Of the 100 manually reviewed ECGs with QTc intervals longer than 450 ms but that did not contain QT prolongation by the gold standard determination, 32 had a bundle branch block; 24 had various ST segment or T wave abnormalities; 24 had an arrhythmia, aberrant complexes, or a pacemaker; and 23 had myocardial ischemia or infarct. No ECG impression contained textual comments directly suggesting QT prolongation. Only 4 ECGs had no significant electrocardiographic abnormalities that could not alter calculation of the QT interval.

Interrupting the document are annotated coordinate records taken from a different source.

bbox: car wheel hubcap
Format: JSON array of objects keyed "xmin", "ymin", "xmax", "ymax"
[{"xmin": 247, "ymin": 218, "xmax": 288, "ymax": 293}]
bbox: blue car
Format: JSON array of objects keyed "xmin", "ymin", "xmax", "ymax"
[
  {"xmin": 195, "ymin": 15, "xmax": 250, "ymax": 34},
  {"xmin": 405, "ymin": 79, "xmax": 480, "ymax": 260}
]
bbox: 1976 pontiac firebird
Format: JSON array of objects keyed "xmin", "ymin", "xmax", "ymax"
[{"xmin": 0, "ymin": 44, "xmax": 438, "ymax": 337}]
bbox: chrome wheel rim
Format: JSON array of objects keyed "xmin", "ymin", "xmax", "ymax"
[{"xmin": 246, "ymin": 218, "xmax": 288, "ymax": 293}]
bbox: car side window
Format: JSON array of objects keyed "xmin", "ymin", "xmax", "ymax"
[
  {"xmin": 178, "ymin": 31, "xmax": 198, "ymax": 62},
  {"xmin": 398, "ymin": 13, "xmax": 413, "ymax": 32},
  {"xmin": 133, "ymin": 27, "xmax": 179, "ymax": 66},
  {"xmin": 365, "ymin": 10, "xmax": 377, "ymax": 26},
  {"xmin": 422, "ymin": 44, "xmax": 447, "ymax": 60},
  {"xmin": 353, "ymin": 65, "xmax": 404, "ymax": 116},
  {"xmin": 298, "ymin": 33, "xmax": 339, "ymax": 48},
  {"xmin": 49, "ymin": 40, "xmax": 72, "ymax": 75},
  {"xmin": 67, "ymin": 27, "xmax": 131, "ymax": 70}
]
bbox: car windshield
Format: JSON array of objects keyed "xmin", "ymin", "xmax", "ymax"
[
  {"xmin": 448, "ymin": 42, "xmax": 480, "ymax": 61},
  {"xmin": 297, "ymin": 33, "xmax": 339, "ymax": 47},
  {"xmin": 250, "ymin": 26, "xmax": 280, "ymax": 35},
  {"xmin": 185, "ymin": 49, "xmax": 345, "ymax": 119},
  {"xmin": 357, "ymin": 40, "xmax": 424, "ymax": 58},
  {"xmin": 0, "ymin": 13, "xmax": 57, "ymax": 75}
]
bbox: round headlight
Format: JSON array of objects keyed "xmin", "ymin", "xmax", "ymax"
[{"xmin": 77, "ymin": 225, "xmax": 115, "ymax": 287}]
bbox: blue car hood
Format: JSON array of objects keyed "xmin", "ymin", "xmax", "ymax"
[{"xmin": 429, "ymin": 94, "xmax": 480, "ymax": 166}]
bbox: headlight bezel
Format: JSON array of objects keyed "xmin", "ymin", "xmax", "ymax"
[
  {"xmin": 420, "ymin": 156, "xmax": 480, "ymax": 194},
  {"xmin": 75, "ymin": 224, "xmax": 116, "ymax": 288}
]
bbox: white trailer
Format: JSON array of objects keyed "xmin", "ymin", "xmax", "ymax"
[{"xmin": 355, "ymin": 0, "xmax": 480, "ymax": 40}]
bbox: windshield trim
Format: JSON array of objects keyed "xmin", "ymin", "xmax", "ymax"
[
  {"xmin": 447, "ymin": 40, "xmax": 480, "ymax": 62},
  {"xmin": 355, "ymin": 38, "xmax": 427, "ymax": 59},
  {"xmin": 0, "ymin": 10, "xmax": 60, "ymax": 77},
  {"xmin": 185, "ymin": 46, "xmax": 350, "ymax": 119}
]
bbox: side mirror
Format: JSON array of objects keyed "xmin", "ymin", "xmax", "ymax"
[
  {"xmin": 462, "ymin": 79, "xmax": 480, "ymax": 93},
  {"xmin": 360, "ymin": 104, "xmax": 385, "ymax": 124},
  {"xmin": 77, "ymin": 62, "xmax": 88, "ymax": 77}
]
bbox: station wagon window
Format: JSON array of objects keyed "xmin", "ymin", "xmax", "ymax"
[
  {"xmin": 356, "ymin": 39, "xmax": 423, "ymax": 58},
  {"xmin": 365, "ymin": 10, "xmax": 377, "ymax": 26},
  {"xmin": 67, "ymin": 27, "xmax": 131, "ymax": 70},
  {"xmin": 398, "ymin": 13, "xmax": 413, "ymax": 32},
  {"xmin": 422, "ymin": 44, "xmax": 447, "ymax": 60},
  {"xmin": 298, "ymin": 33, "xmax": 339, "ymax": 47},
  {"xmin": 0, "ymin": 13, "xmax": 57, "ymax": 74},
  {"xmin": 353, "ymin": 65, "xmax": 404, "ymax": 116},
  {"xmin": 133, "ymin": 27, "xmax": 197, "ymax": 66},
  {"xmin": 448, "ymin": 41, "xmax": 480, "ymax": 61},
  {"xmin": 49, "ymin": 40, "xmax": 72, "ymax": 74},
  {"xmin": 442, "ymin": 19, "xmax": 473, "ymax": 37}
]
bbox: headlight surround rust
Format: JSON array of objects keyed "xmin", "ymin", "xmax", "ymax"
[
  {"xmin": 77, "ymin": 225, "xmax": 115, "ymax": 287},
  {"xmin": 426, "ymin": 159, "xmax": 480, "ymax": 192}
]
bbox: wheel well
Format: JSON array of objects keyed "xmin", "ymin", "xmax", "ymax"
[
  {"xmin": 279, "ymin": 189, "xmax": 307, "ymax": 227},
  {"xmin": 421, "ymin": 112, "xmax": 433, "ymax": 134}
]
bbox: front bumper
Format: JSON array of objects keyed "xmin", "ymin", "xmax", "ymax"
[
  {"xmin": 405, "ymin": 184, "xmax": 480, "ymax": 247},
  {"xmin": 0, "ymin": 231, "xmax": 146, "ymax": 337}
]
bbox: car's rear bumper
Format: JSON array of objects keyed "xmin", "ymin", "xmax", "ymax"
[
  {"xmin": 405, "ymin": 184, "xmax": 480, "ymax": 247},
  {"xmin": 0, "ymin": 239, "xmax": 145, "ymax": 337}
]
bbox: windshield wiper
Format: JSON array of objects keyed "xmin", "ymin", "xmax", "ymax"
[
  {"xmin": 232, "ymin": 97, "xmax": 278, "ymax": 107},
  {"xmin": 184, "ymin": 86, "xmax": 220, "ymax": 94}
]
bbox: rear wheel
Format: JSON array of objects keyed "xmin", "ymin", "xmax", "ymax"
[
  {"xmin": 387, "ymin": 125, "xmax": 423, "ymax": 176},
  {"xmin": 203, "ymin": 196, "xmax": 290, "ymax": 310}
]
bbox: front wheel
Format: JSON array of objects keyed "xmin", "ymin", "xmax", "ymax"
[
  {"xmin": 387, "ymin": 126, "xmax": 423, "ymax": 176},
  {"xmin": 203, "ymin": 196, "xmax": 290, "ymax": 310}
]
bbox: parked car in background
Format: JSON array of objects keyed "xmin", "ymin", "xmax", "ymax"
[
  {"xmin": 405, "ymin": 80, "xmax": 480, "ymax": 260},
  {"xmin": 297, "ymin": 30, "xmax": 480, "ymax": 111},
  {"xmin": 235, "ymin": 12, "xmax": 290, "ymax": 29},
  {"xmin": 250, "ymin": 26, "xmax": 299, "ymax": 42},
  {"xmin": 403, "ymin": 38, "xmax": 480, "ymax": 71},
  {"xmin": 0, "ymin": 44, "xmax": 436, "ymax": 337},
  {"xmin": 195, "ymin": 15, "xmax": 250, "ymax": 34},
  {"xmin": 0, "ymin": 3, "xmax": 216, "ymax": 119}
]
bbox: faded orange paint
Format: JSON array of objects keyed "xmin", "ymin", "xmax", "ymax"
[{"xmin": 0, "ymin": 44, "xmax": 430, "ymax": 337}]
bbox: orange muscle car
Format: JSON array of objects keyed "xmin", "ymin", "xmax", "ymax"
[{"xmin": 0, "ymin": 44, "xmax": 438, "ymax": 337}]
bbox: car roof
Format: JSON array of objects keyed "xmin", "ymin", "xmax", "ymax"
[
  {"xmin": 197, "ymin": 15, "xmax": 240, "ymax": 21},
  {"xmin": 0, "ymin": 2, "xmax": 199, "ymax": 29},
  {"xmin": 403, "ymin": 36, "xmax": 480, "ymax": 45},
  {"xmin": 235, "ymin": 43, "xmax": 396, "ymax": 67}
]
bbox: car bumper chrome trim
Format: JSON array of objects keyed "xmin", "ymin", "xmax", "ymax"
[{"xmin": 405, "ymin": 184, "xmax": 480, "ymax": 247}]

Table 4 shows concept findings over the entire database for several other queries that are potential targets for decision support or clinical research questions. Asserted concepts are the predominant category across each of these concepts and negated concepts are rare (between 1–7% of each diagnosis).

Discussion

We studied the application of a concept-based, natural language processing system to identify QT prolongation within cardiologist-generated ECG reports. The performance of the NLP system had near perfect precision and recall when compared to a human reviewer. Furthermore, seven of the nine false negatives were easily fixed by revising the query to include overlooked synonyms and concepts. The regular expression query also performed similarly in identifying QT prolongation, and provides a simple, scalable method to identify QT prolongation from ECGs. However, the dedicated string query does not detect qualifiers such as negation, produced more false positives, and lacks the generalizability to other conditions offered by the NLP method. Both textual queries performed far superior to commonly used ECG machine-reported QTc thresholds for diagnosing QT prolongation, which had positive predictive values ranging from 6–25%. A manual review of ECGs with prolonged QTc values but no “QT Prolongation” concept in the impression suggested that the QTc threshold approach often fails because of other waveform abnormalities such as bundle branch blocks, pacemakers, or arrhythmias. Cardiologists are trained to take coexisting waveform abnormalities into account when reviewing the ECG tracing, which likely accounts for the discrepancy between the NLP method and the QTc method. An automated system employing NLP analysis of ECG impressions was much more accurate at identifying QT prolongation than machine-reported intervals.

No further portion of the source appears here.